Virginia Miehe played Jane Purvis, who lived between 1871 - 1969. In keeping with the time period, Miehe wore a black mini-dress, fashionable during the 1960s, and spoke about how Purvis did not graduate from high school, but continued to educate herself by reading.
Purvis later was instrumental in establishing the first library in town. It cost $2 to get in until the city council approved it as a public library around ten years later.
Richard Myers became his father, Waldo C. Myers, and talked about his time as the city manager from 1940 to 1965. Waldo, a U of I graduate, supported his family during the Great Depression by pumping gas and mowing the original golf course, which was located north of town.
After moving around for a few years, the family moved back to West Liberty when he was hired as city manager in 1940. As the population grew, so did the need for his services. Because he was an engineer, Waldo was able to do the engineering for those projects himself.
Waldo was active in the community. He served as president of the Rotary, was a member of the school board and the fire department as well as the chamber of commerce.
After a second heart attack, he retired as city manager in 1965, stayed on as city treasurer for 20 years and died in 1992 at the age of 91.
James D. Carey also became his grandfather, Dr. James C. Carey, who came to West Liberty in 1919 to practice veterinary medicine after graduating at the top of his class in Ames.

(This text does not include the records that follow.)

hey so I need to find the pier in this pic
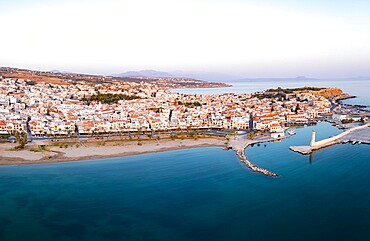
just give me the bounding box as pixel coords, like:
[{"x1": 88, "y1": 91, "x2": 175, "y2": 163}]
[
  {"x1": 229, "y1": 137, "x2": 280, "y2": 177},
  {"x1": 290, "y1": 123, "x2": 370, "y2": 155}
]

At the time the vet doctor was Dr. Heck. He had his infirmary where the telephone company sits today. In Wilton, the vet was Dr. Hell. Carey said the saying was ‘If you can’t get Heck - go to Hell’. In 1922, Dr. Heck left the practice to Carey not asking him for a cent.
“I will forever be thankful to him for that and I’ve never forgotten,” Carey said.
When the 1930s brought difficult economic hardships, he did what he could to help.
“I lent all the money that I could at that time and we all got through to better times,” Carey said in character.
‘Doc Carey’ died in 1989 at the age of 88.
Robert Baugh ended the program as G. William Smith, who started working as an employee of the Index and later as the owner for almost 50 years.
He became associated with the Index in 1924, bought it in 1943 and retired in 1972. He only earned $3.50 per week when he first started.
Over 48 years he saw many changes in the printing trade, supported all community endeavors and became much loved by the community.
He served as a city council member, a member of the fire department and other civic organizations. He lived from 1908 to 1980.